Everybody has their own particular list of horror movie scenes that scare them the most. A look at anybody's list probably says a whole lot more about your character, personality or psychological makeup than it does about what makes a horror movie scene so scary. So feel free to psychoanalyze me. But first determine if these scenes are among the most unnerving, unsettling and disquieting horror movie moments for you as well.
The Shining Twins
Nothing else even compares. What is so scary about the ghosts of the dead little girls in "The Shining"? Heck, I recently wrote an article claiming that ghosts just aren't scary and are therefore more suitable to a comedy than a horror film. Hypocritical of me or just inconsistent? I think neither because I think what makes the scene where Danny Torrance arrives in his Big Wheel upon the specter of the Grady daughters has nothing to do with their being ghosts. After all, they don't appear as ghosts. They are flesh and blood and I think if they spoke in an American accent the quality of creepiness would be sorely missing. That scene from "The Shining" is not scary because they are ghosts and it is so unnerving that the flash cut to their bloodied and butchered bodies is superfluous. What makes the girls from "The Shining" so horrifying?
The Ring Brush Lady
I know a lot of people get totally creeped out by Samara, the onryo in "The Ring" and certainly with good reason. All those girls with the long straggly hair in Asian ghost movies are creepy, but Samara is neither the creepiest onryo nor the most unsettling thing in "The Ring." Many may disagree with me here, but horror is in the eye of the amygdala. Something unexplainably sinister lies beneath that image of the woman in the "death video" who is brushing her hair. If you don't experience the same kind of shiver down your spine when she tilts her head up to look directly at you as you get when Samara starts walking toward the camera, consider yourself lucky. It's not a good feeling.
Ten Minutes of Found Fear
Everything leading up to the last ten minutes of "[Rec]" makes this Spanish film the current holder of the title of best found footage movie ever. The last ten minutes of "[Rec]" succeeds in pushing you to the limit that your amygdala will take. The tension that knots up in your stomach over the course of what amounts to just one long scene of terror cannot be adequately described.
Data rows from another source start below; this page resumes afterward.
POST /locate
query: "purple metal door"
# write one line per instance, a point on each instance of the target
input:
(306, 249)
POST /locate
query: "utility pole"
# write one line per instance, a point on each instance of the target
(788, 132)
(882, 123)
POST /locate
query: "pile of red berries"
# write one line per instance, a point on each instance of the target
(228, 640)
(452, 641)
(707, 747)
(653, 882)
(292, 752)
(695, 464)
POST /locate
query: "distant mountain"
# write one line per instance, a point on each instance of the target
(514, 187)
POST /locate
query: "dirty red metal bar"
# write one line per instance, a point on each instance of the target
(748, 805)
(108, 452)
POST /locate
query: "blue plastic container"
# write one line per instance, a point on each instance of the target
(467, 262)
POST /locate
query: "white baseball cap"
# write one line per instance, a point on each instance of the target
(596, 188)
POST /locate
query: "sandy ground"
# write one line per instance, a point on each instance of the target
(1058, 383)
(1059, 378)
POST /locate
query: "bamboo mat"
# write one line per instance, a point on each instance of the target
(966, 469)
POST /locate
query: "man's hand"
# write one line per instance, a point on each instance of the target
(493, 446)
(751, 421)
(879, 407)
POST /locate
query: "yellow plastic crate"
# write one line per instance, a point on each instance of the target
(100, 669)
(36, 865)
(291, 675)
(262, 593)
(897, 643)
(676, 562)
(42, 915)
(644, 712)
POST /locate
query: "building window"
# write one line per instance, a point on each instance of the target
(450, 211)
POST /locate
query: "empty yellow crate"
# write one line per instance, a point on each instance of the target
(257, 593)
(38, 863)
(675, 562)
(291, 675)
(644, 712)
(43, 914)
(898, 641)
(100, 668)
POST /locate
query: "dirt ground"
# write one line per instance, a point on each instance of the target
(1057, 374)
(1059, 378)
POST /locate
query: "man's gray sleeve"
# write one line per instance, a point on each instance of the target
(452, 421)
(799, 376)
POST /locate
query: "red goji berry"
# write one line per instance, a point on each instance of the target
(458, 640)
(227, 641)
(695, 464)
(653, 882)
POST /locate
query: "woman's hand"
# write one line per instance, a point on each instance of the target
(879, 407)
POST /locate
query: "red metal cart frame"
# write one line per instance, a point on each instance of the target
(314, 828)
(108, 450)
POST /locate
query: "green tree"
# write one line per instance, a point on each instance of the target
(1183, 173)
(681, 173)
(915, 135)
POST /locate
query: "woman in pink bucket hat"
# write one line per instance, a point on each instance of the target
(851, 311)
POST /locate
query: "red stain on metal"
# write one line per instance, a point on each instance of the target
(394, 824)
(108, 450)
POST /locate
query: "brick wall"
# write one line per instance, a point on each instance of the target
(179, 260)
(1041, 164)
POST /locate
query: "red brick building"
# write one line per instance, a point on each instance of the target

Those who find blood spurting maniacally from a fresh wound or who equate torture with horror may not be psychologically evolved enough to fully appreciate the horror in the last few scenes of "[Rec]" and that's too bad. Gore has equated with scary for me. Far scarier than on-screen vivisection is the dread and terror inculcated by the claustrophobic darkness of the unseen that make up the last few minutes of "[Rec]."